Clandestine Group Development With Tor’s Hidden Service Protocol


Sometimes you have a great software project you want to work on for the benefit of the community. It is so great in fact, that engaging in development is outright illegal, and the company who’s patents you are infringing upon is not afraid to come after you with a lawsuit. So you are left with a very hot programming endeavour, and the need to have a cooperative effort with others in the community to make it happen within a short period of time.

This is exactly what Tor’s Hidden Service Protocol was created for! I kid…it was created for worthy goals like promoting free speech and political dissent in oppressive regimes, but its all the same for our goals.

The Setup of the Hidden Service

Setting up a hidden repository with git and tor is pretty simple:

  1. First, you open up torrc and type in the port and directory for your hidden service.
  2. Make sure that the user/directory for your hidden service exists and is accessible.
  3. Modify your sshd_config to not accept connections from anywhere but localhost.
  4. Install and configure gitolite normally.
  5. Run tor.
  6. Locate your hidden_service directory and note what the hostname for the hidden service is. Ex: xxxxasas.onion
  7. Distribute tor service hostname anonymously.
  8. A good method could be having users post public keys in a forum that you can check anonymously.

Example of key directory for a working repo:

The Setup of client (Windows)

In order for the contributors to be able to access your repository they need to take the following steps:

1. Modify the .ssh/config file as follows:

Host hostname.onion
User g
PreferredAuthentications publickey
Compression yes
ProxyCommand /bin/connect.exe -S %h %p
IdentityFile "C:\Documents and Settings\Administrator\.ssh\YOURKEY"

2. Clone the repo-git clone g@hostname.onion:RepoName

These instructions assume that YOURKEY is a valid key that the repository owner has already added to the repo.
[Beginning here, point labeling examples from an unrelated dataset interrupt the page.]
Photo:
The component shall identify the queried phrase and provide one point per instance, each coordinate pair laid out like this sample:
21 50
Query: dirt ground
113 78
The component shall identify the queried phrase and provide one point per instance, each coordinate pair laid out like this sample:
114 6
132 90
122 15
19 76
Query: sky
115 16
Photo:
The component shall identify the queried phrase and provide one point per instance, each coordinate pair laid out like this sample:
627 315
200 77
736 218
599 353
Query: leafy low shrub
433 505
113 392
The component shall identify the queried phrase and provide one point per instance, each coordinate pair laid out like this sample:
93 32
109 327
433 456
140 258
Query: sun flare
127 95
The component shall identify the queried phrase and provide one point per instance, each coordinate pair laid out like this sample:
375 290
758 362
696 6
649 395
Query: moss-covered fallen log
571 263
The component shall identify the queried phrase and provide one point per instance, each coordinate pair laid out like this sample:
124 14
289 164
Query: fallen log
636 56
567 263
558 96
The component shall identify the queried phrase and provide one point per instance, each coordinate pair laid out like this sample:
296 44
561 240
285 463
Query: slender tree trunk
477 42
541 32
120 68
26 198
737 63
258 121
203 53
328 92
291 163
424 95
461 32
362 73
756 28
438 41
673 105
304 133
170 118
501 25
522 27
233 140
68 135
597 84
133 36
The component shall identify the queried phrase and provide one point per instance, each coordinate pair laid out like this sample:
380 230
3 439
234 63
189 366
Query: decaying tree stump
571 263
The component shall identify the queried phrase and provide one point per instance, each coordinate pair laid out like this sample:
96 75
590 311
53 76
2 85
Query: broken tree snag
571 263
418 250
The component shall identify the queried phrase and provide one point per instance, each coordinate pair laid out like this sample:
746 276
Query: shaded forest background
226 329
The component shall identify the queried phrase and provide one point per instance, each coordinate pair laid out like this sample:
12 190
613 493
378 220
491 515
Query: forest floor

Clones and updates of the repository through the service will be subject to increased latency, like pretty much anything else you do through tor.  Its part of the deal, deal with it.


Learning how to use the tor hidden service protocol is probably one of the easiest, most useful things you’ll ever learn.  Use it carefully and effectively and you will be able to promote solidarity in the community.  Use it recklessly and carelessly and you might just find yourself facing that lawsuit you intended to avoid in the first place.

NOTE: As with every encryption technology, nothing is 100% safe.  Use at your own risk and don’t come crying to me if something goes wrong.  At the end of the day look on the bright side-at least you’re not risking getting killed if it fails, like some other people are.